# Phase 3 — three-mode Cosmos benchmark · merged dataset

> 🔁 **MERGED FROM TWO SEGMENTS** — see provenance below. Per protocol §12 the original run aborted due to a runner-side accounting bug, no rows were discarded, and the resumed run picked up at the next task in the shuffle order. This file is the union.

> ⚠️ **DIRECTIONAL — only 13 kept rows per cell.** Tier 2 evidence at most per §9.1; not a Tier 1 web headline.

## Provenance

- Merged at: 2026-05-07T02:55:17Z
- Partial: `benchmarks/results/phase3-2026-05-07-d2-tasks1to5.csv` → 15 rows
- Resumed: `benchmarks/results/phase3-2026-05-07-draft-resume-from5.csv` → 27 rows
- Total: 42 rows after dedup
- Tasks locked at: 2026-05-07T00:47:53Z (d3181df245)

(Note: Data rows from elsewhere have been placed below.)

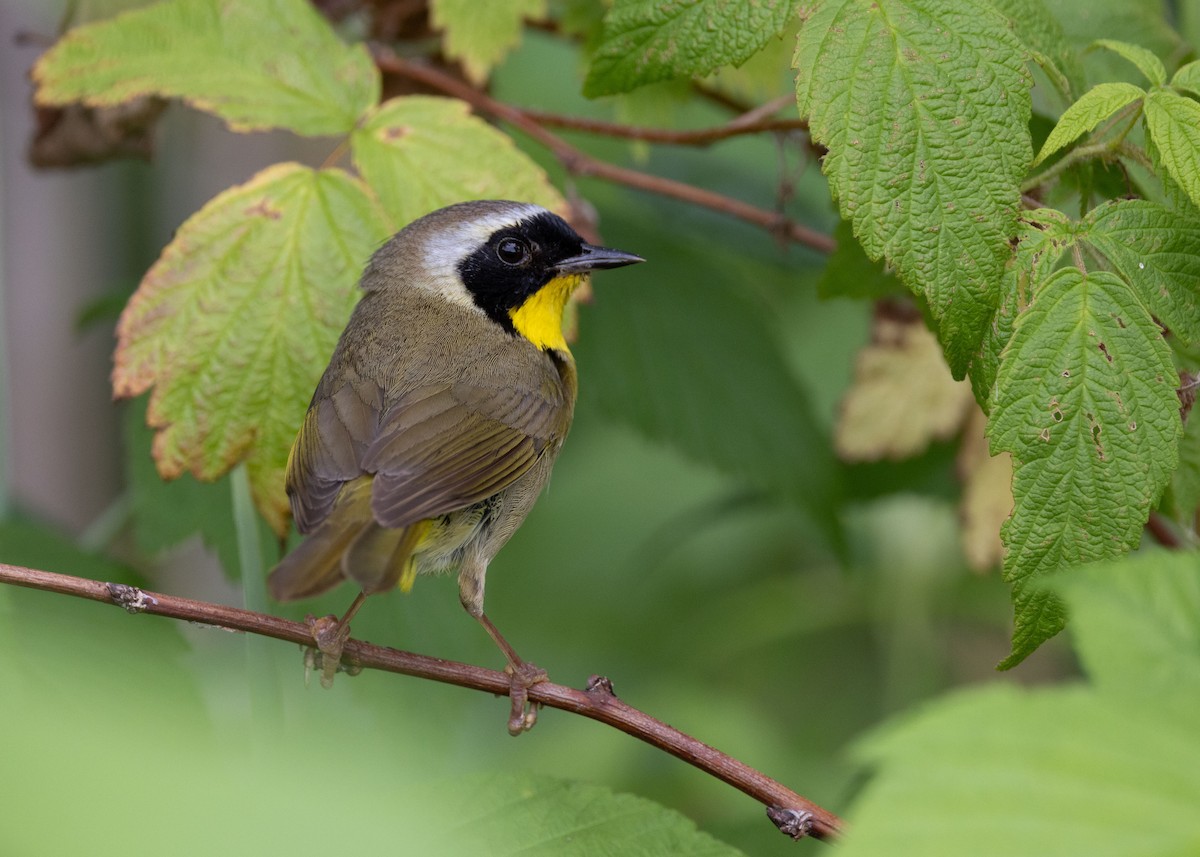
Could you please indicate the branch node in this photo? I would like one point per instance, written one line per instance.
(796, 823)
(599, 688)
(130, 598)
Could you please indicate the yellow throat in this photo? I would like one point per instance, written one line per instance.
(540, 318)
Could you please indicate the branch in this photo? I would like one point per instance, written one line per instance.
(579, 162)
(791, 813)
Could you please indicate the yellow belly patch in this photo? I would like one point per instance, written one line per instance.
(540, 318)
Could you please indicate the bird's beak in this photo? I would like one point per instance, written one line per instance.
(592, 258)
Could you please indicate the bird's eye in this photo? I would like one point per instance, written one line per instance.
(513, 251)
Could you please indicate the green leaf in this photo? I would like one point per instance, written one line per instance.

## Exclusions (primary metric per §7.1)

- Total rows: 42
- Kept for primary: **37** (88.1%)
- Excluded — error / both-judges-failed: 5
- Excluded — judge_disagreement (Δ > 1): 0
- Exclusion rate: **11.9%** ⚠ exceeds 10% — downgrade to directional per §9.1

## Summary by (brain × mode)

| Brain | Mode | n | Mean cost | Mean tokens | Mean score |
|---|---|---:|---:|---:|---:|
| `fresh` | `baseline` | 0 | — | — | — |
| `fresh` | `mcp_only` | 0 | — | — | — |
| `fresh` | `mcp_plus_rules` | 0 | — | — | — |
| `curated` | `baseline` | 12 | $0.2337 | 126156 | 1.3333 / 4 |
| `curated` | `mcp_only` | 12 | $0.1885 | 131222 | 1.3333 / 4 |
| `curated` | `mcp_plus_rules` | 13 | $0.3554 | 211048 | 2.2308 / 4 |

## Paired analysis: mcp_plus_rules − mcp_only (curated)

- Paired n: **12**
- Mean Δ (C − B): **+0.750**
- SD: 1.712, SE: 0.494
- 95% CI (normal approx): [-0.219, +1.719]
- ⚠ CI crosses zero — Tier 2 directional only per §9.1

Per-task ΔC−B:

| Task | C | B | Δ |
|---|---:|---:|---:|
| D1 | 0.0 | 0.0 | +0.0 |
| D2 | 0.0 | 0.0 | +0.0 |
| D3 | 3.0 | 4.0 | -1.0 |
| E2 | 4.0 | 4.0 | +0.0 |
| T-AL3 | 4.0 | 0.0 | +4.0 |
| T-AL4 | 0.0 | 0.0 | +0.0 |
| T-AL5 | 4.0 | 3.0 | +1.0 |
| T-AL6 | 3.0 | 1.0 | +2.0 |
| T-PL4 | 0.0 | 0.0 | +0.0 |
| T-PL5 | 4.0 | 0.0 | +4.0 |
| T-PL6 | 0.0 | 0.0 | +0.0 |
| T-PL8 | 3.0 | 4.0 | -1.0 |

---

Generated by `benchmarks/_merge_phase3.py`. The Welch-style normal-approx CI above is a quick sanity reading; the protocol-mandated paired bootstrap (1000 resamples) is the canonical primary metric — compute over the merged CSV before any web-headline claim.